DR Congo’s Bishops Working Hard to Steer Nation to Peace
Catholic News Service (CNS) || By Bronwen Dachs 17|| October 2016
As the most respected institution in Congo, the Catholic bishops’ conference is putting enormous effort into steering the country onto a path to peace, said an official of the U.S. Conference of Catholic Bishops.
“We have flown into the eye of the storm, with the future of this young democracy in the balance,” Bishop Oscar Cantu of Las Cruces, New Mexico, chairman of the bishops’ Committee on International Justice and Peace, said in an Oct. 15 telephone interview from Kinshasa, Congo’s capital.
Elections in the Central African country were scheduled for November and President Joseph Kabila was set to step down in December at the end of his second term. But Congo’s ruling coalition and part of the opposition agreed Oct. 16 to move the ballot to April 2018, with the president staying in power at least until then.
“Even as we met with people in Kinshasa, the situation was shifting constantly,” Bishop Cantu said, noting that “tensions are high and lives are at stake.”
Bishop Cantu and Stephen Hilbert, the bishops’ foreign policy adviser for Africa and global development, were in Congo’s capital, Kinshasa, Oct. 8-16 and met with government officials, opposition and civil society leaders, among others.
“We witnessed some parties who were very adamant in their stance,” Bishop Cantu said. “They were unwilling to compromise, even to meet with others” from different standpoints.
He said he told young people “that they have a young democracy, and to prevent it (from) falling into chaos will require men and women of courage, humility and great wisdom.”
Hilbert told Catholic News Service that Congo’s politicians “need to come together, bury the hatchet of past grievances and focus solely on the future.” He said all sides need to compromise if the country is to avoid street violence.

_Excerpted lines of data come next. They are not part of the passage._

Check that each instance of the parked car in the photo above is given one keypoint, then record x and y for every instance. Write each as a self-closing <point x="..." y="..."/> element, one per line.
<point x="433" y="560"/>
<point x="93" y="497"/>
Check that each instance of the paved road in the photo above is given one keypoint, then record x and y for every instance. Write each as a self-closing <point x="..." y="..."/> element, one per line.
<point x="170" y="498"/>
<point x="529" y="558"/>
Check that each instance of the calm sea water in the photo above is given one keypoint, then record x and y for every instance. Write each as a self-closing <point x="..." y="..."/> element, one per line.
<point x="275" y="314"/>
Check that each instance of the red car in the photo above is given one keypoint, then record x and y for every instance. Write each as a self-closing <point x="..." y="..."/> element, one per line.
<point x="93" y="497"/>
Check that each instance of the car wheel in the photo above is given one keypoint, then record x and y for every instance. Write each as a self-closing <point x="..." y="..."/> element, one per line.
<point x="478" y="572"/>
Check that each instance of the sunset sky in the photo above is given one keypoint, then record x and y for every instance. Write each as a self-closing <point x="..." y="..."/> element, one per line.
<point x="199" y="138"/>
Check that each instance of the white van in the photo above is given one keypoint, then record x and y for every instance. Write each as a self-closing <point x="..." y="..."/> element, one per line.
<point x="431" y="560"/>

Bishop Cantu said the Congolese bishops’ conference “is respected by all” in the country. He said the church “raises its voice about people’s rights and the integrity of the constitution.”
The country “needs an independent voice that calls for fair process” and the Catholic church fulfills that role, he said. “People see that the work the church does serves everyone, and they don’t see that from public officials.”
The main opposition parties in Congo accuse Kabila of controlling the courts and other state institutions in a bid to remain in power. The constitution prohibits him from running for another term.
The crisis erupted into violence in September, when security forces dispersed opposition protesters in Kinshasa, killing about 50 people and injuring and arresting hundreds more.
The church is “very concerned that violence will break out again,” Bishop Cantu said.
The Congolese bishops’ conference launched a mediation plan among the main parties and the opposition in August, then pulled out of the national dialogue in late September following a large-scale boycott by opposition parties.
“The talks were no longer inclusive and the church did not want to be seen as partisan,” Bishop Cantu said.
“Only an inclusive dialogue which respects the constitutional order will provide a framework for resolving our crisis,” Archbishop Marcel Utembi Tapa of Kisangani, president of the Congolese bishops’ conference, said in a statement published Oct. 3.
Bishop Cantu said to lend legitimacy to the electoral process, six bishops are leading a recruitment drive to get hundreds of thousands of people to volunteer as election monitors.
The local bishops’ conference is “encouraging participation in the political process and a peaceful way to work out differences,” he said.
Up to 6 million people died in a series of 1995-2003 wars in Congo, formerly Zaire, where armed groups have exploited a lack of stable government to plunder natural resources.